Yakın coğrafyamızda iki büyük devlet geleneğinin (aynı zamanda medeniyet ve imparatorluk) varolduğunu, bunların Türk ve İran başlığı altında ele alınabileceğini söylemek mümkün. Bunlar arasında farklar veya birbirini besleyen unsurlar olduğunu da ifade edebiliriz. Her ikisinin de kadim geleneğin pek çok unsurundan etkilendiğini, bu anlamda köklerinin hayli derin olduğunu da.
Türkiye’de devlet başlığı altında yürütülen her tartışma, bir şekilde ya ‘devlet’ üzerinden ortaya çıkan sahici korkuların ya da bunların ürettiği suni düşmanlıkların etrafında yürüyor. AK Parti’nin seçim sürecinde ortaya çıkan diyanet tartışmasında biraz arada derede kalıyor görünmesinin nedeni burada gizli.
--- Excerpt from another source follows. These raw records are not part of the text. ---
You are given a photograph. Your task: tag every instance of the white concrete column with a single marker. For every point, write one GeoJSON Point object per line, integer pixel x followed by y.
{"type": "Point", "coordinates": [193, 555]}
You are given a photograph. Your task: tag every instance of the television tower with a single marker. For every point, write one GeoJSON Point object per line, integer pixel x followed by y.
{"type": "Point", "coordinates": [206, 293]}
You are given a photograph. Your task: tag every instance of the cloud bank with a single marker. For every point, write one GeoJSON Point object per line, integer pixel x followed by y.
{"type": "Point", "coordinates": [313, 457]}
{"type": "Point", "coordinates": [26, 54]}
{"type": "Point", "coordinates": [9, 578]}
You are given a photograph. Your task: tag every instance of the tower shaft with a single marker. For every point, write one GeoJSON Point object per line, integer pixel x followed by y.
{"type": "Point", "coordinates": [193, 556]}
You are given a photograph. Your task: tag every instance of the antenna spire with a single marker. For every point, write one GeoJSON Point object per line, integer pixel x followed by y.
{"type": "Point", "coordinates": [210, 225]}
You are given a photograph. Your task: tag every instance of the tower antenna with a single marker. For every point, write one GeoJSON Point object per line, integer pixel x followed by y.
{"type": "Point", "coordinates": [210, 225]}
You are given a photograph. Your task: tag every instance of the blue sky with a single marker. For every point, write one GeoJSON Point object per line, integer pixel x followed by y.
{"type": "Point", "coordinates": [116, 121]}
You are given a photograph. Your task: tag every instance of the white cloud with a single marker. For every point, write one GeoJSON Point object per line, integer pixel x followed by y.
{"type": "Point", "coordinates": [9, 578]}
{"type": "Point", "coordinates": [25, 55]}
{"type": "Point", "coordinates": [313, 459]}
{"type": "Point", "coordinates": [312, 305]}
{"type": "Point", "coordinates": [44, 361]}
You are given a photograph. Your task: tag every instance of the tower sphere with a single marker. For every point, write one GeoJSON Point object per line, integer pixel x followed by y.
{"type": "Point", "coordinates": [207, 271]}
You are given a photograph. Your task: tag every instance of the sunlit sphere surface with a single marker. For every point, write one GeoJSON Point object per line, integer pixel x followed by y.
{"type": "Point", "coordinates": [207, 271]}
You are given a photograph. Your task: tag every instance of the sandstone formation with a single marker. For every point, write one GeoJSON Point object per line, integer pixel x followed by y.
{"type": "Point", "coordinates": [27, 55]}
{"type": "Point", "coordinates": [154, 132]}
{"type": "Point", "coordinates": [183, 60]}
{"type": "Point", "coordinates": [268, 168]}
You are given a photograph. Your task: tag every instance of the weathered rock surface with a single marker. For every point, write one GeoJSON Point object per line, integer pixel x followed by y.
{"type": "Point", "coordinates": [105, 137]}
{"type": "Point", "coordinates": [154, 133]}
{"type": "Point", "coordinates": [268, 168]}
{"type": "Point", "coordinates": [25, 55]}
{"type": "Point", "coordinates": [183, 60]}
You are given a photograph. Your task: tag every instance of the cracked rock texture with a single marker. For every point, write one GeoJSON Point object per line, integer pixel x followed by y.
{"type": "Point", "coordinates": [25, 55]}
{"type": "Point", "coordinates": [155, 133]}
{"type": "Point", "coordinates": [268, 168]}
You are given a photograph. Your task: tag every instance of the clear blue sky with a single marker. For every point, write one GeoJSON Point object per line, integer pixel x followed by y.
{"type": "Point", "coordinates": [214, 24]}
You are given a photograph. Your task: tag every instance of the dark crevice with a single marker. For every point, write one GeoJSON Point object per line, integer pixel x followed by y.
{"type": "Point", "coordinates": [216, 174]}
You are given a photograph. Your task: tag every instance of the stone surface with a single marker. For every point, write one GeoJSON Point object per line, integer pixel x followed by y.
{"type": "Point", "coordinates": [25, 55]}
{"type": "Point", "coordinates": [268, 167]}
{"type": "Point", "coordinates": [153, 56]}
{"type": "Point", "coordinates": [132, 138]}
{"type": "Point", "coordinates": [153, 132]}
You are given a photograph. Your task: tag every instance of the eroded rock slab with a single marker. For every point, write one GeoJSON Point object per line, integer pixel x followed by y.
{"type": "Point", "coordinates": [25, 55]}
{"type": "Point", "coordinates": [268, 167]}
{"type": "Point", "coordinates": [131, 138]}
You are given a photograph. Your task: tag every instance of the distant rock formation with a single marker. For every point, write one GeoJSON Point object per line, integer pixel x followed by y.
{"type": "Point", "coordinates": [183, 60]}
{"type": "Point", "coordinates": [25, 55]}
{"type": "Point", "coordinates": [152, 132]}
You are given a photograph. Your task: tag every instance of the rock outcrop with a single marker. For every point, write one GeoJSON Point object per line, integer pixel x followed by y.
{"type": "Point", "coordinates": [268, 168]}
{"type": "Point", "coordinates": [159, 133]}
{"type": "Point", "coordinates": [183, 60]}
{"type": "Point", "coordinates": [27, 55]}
Böyle bir kurumun veya benzerlerinin varlığını, misyonunu ve toplumsal karşılığını, kendi devlet geleneğiniz içinde doğru tarif etmezseniz; ne eleştirme, ne de sahip çıkma imkanınız olur.
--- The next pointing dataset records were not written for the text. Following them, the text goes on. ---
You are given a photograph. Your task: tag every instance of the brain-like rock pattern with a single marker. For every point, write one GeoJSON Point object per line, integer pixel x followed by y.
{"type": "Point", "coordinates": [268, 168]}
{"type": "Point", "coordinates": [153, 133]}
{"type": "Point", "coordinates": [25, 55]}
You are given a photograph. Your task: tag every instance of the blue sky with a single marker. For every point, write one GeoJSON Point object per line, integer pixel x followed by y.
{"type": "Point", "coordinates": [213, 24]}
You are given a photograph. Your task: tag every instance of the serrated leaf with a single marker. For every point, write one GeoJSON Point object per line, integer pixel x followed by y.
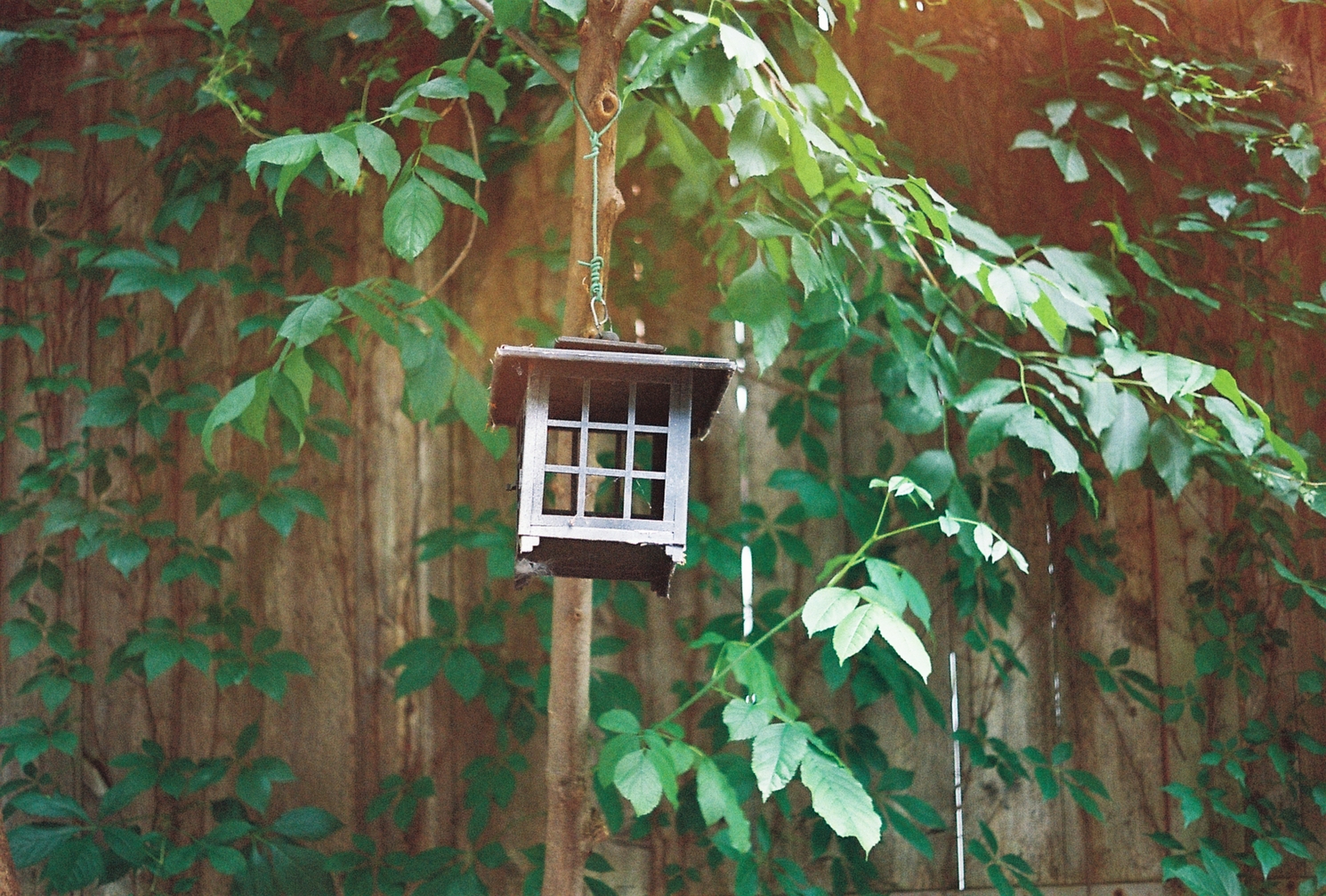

AK Parti’nin bunca tecrübeden sonra yapması gereken, tarih ve değerden bağımsız, uçuk kaçık ‘özelleştirme’ tezleriyle Diyanet ve benzeri kurumları ele almak değil. Öncelikle din hizmetlerini posta hizmeti gibi algılayan zihniyete mesafe koymak; aynı zamanda bu hizmetlerin kalitesini yükseltmek için yeni bir model aramak.
Yaklaşık on üç yıl süren iktidar döneminde AK Parti’nin siyasi aklın veya daha kuşatıcı bir tanımla ‘devlet aklı’nın dönüşümünde oynadığı rol gerçekten çok önemliydi. İlk iki döneminden sonra Tayyip Erdoğan, ‘devlet adamı’ kimliği ile öne çıktı. Bunu sıradan bir yorumla ‘devletin rengine bürünmek’ olarak görenler; eğer Türkiye’de hala bazı güç odaklarının hukukun ve meşru sınırların ötesinde güç sahibi olduğunu ve siyasetçileri kuşattığını kastediyorsa, yanlış hedefle uğraşıyorlar. Bu vesayeti kırma ve taşları yerine oturtma cesareti ve tecrübesi olan isim yine Tayyip Erdoğan.
Tam da bu nedenle Erdoğan, diyanetle ilgili tartışmada çok net bir duruş sergiledi. Mesele ne lüks araç, ne de kurumun başkanıydı. Cumhurbaşkanı, yeni bir yol haritası çizerken, devletin taşlarını söküp başkalarının oyun kurgusuna hizmet edenlere karşı duruş sergiledi. Bu taşların yeniden ve sağlıklı biçimde yerine oturtulmasıyla, onları yok etmek arasındaki farkı gören bir devlet adamı refleksiyle.
Bir devlet geleneğimiz var. Bunun bize ne kadar yol gösterici olabileceği, aynı zamanda onu bugünün şartlarında nasıl yorumlayacağımızla ilgili elbette. Ama devleti, bir yap boz gibi görüp, ona sağa sola savuracağımız bir oyuncak gibi yaklaşmak, telafisi mümkün olmayan belalar açabilir başımıza. Vesayete, hukuksuzluğa, ceberrut anlayış ve güçlere savaş açmakla, devlete savaş açmanın farkını doğru anlamak gerekiyor.
Devleti bunlardan arındırıp yola devam etmek; hedef basit ve açık. Ancak böyle bir yaklaşımla kendi tarihi tecrübemizin ve geleneğimizin bizi temiz kanallardan beslemesine kapı açabiliriz.